When you have a child who has frequent meltdowns or tantrums, it’s frustrating and overwhelming. It’s also exhausting trying to figure out what to do. As a result, you may respond differently each time. First, you might try talking to your child. Next, you might ignore the tantrum, and after that, you might decide a consequence is the right course of action. 

Inconsistent responses leave kids confused, resulting in more dysregulation. When they feel out of control, they look to their parents to be their safe space. When your responses are calm and predictable, they help your children regulate emotions faster. These consistent responses can signal safety to their system, and they start to gain the skill of self-regulation. When you apply a guess-and-check model, the dysregulation only increases. 

3. Less stimulation

When children are dysregulated, so too are their sensory systems. When they’re having tantrums, many parents I work with desire to talk to their children as their first response.

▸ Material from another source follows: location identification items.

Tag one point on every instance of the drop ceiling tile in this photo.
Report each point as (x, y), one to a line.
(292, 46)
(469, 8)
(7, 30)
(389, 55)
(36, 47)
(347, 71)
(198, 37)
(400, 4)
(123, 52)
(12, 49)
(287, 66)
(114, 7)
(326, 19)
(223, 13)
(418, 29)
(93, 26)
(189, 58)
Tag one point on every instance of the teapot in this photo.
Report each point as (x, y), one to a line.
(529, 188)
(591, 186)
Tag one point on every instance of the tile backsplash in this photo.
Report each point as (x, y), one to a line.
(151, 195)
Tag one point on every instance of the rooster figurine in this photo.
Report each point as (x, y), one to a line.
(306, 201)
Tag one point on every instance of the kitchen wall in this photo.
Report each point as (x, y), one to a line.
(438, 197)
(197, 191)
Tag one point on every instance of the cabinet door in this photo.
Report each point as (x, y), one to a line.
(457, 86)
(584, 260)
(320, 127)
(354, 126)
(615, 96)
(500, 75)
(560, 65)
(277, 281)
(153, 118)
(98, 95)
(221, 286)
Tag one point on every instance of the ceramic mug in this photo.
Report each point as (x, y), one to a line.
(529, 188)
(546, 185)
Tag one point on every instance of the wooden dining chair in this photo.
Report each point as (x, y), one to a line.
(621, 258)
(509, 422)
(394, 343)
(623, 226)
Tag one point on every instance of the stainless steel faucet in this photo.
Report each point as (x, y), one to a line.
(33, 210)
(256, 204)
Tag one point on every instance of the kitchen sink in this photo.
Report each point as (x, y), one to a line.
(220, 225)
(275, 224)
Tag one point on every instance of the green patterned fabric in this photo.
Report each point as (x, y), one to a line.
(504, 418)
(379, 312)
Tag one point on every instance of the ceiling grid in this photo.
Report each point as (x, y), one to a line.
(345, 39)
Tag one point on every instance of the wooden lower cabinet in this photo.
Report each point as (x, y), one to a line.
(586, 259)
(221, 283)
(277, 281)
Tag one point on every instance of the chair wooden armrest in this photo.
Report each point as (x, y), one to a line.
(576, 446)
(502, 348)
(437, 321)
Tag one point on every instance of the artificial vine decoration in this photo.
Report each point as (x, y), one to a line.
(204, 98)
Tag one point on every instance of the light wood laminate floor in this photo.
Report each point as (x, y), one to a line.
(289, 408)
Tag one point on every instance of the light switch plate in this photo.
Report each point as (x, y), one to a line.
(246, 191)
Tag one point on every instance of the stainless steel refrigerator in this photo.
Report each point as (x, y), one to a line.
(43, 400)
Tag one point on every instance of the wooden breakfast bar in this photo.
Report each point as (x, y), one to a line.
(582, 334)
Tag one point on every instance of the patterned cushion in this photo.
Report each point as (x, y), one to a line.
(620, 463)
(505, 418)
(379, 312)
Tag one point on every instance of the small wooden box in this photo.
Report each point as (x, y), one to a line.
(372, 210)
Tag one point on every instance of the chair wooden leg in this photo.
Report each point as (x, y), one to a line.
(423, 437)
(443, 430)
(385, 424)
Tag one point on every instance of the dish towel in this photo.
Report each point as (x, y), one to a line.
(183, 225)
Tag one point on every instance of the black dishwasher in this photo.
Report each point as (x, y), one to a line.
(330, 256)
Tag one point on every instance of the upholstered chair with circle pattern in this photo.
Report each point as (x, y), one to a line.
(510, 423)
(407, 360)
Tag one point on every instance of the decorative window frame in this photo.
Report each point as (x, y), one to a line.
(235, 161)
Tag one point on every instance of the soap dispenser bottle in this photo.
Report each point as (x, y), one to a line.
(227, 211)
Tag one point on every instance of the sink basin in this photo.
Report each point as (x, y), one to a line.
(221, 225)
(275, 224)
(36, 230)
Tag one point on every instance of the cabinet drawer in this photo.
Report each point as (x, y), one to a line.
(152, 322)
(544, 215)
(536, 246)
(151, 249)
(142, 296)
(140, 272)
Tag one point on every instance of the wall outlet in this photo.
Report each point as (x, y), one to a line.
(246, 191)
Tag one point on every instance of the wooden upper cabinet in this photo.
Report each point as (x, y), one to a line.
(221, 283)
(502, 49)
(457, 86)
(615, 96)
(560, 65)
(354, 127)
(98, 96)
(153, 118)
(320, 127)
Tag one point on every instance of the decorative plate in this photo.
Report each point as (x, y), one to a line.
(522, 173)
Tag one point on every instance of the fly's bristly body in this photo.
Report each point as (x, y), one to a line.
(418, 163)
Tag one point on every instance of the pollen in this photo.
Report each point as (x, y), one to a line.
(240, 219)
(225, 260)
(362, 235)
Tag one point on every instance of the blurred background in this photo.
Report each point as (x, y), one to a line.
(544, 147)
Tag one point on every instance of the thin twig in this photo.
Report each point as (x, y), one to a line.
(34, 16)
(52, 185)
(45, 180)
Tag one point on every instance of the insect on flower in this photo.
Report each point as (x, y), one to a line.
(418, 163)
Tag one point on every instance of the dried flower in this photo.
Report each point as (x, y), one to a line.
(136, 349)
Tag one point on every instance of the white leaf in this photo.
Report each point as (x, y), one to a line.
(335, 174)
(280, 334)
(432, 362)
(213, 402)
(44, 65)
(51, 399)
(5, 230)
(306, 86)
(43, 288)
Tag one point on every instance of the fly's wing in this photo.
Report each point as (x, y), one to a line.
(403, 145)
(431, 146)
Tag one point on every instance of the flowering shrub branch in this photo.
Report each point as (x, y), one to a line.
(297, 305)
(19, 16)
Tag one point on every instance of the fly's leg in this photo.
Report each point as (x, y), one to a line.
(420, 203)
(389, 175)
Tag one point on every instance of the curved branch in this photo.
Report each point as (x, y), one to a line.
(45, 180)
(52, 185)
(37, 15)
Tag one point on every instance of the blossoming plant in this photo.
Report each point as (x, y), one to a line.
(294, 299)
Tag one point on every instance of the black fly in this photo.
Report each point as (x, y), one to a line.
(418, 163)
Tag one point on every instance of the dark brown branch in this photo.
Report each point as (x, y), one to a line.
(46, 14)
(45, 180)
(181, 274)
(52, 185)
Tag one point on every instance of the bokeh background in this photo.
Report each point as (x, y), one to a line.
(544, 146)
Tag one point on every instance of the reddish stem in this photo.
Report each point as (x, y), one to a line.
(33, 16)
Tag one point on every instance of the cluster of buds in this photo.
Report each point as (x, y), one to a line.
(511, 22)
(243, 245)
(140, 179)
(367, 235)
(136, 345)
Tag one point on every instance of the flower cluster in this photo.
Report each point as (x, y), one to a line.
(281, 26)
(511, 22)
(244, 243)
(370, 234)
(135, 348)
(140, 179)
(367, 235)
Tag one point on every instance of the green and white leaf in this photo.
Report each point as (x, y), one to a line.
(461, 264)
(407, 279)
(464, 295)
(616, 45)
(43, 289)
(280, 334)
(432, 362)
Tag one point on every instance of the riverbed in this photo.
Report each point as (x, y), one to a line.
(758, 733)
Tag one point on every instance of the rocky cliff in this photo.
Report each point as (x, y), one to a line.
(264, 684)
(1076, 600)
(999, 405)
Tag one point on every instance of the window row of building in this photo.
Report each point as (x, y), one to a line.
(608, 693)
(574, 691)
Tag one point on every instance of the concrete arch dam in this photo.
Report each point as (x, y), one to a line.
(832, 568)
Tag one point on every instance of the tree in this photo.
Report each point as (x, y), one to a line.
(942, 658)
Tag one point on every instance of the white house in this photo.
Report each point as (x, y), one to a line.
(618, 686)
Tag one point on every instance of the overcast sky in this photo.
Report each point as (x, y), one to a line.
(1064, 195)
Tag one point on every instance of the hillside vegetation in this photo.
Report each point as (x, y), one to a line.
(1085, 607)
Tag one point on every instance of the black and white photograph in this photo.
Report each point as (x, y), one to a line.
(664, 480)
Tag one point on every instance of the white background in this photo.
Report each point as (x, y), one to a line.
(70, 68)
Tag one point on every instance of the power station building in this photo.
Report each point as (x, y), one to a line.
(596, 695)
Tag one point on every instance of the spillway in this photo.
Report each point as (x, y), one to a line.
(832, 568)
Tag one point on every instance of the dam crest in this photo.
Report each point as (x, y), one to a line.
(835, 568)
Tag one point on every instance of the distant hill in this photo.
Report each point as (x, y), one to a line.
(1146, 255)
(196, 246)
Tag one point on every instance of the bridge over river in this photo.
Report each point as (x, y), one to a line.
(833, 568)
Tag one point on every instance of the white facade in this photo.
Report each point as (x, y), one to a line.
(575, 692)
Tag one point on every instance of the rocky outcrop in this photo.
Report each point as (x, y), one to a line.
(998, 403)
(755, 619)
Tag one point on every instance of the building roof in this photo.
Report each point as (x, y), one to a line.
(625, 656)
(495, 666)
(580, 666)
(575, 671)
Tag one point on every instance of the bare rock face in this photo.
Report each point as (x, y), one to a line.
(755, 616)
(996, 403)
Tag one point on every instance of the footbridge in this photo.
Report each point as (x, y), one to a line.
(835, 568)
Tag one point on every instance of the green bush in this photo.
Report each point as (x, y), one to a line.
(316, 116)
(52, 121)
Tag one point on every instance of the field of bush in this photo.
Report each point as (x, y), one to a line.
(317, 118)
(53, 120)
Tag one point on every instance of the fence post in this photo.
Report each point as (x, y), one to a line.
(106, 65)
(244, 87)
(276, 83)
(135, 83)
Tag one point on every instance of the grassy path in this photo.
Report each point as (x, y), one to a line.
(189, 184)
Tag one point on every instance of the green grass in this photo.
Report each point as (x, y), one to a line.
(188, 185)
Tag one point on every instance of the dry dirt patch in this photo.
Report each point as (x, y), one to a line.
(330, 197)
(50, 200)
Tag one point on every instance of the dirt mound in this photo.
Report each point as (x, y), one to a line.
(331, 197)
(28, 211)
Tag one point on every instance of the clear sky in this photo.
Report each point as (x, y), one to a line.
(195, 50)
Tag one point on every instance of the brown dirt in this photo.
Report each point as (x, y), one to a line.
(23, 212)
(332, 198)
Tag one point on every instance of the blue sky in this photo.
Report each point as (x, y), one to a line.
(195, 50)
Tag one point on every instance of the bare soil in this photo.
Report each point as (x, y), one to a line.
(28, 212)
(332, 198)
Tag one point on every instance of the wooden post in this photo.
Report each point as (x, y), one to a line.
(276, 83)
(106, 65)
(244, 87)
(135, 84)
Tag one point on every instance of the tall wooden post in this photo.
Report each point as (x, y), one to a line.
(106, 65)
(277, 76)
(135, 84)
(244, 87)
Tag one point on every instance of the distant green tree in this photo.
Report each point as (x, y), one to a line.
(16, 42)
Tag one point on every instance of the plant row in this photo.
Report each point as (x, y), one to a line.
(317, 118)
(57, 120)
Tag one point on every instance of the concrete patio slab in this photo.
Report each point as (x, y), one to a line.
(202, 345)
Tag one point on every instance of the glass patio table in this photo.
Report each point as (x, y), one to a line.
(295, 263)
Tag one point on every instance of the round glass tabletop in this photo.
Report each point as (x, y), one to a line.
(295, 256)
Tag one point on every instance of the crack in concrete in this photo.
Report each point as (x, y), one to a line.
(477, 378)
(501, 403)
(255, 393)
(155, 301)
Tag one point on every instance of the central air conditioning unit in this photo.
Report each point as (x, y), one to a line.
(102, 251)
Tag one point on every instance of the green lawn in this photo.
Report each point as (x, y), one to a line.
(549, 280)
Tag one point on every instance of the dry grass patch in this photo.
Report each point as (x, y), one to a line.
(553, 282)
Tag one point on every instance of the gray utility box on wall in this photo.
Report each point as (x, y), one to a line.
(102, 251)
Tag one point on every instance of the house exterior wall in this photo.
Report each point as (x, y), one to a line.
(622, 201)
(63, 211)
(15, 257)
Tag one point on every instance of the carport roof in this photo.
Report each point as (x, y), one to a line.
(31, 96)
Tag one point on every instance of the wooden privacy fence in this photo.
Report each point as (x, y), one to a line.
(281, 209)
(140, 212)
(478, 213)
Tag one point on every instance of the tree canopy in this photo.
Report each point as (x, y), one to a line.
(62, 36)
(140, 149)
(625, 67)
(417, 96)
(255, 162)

For example, they may say, “Why are you crying? Use your words, calm down, or I had to take your toys because you weren’t listening.” When we talk to our children during a tantrum or a moment of dysregulation, their already taxed sensory system can’t take in any more. The burden is too much, and we place more demands on them. 

In most cases, the dysregulation increases, and the tantrum becomes more intense. You feel defeated because you’re trying to say the right things. However, it’s not the most ideal approach for how to soothe an emotionally dysregulated child. Resist explaining or talking to your child at this moment. Stay calm, stay with them, and validate their feelings while holding your boundaries. Let your child experience their emotions while staying calm. 

“Resist explaining or talking to your child at this moment. Stay calm, stay with them, and validate their feelings while holding your boundaries. Let your child experience their emotions

As counterintuitive as it may seem, you should work on regulation while your child is regulated. Save your explanations or questions for a different time when they’re calm and listening. In most cases, your child doesn’t need an explanation for why they did something wrong; they know so much more than we give them credit for.

How to Mitigate Tantrums and Build Self-Regulation Skills

I teach a process called the boundary-empathy-sandwich to help parents respond to or mitigate a tantrum. First, you state the boundary: “You can’t have a cookie before dinner.” Next, you express empathy for how your child is likely feeling: “I know it’s hard when we don’t get something we really want. I get that.” Last, you restate the boundary: “But you can’t have a cookie before dinner.” 

Helping your child gain self-regulation skills takes time. There’s a reason I work with families for a minimum of two months. We have to be kind and gentle with ourselves. Patience is an overlooked and underestimated virtue, but it is vital in showing ourselves grace and helping our children develop into resilient and emotionally healthy human beings.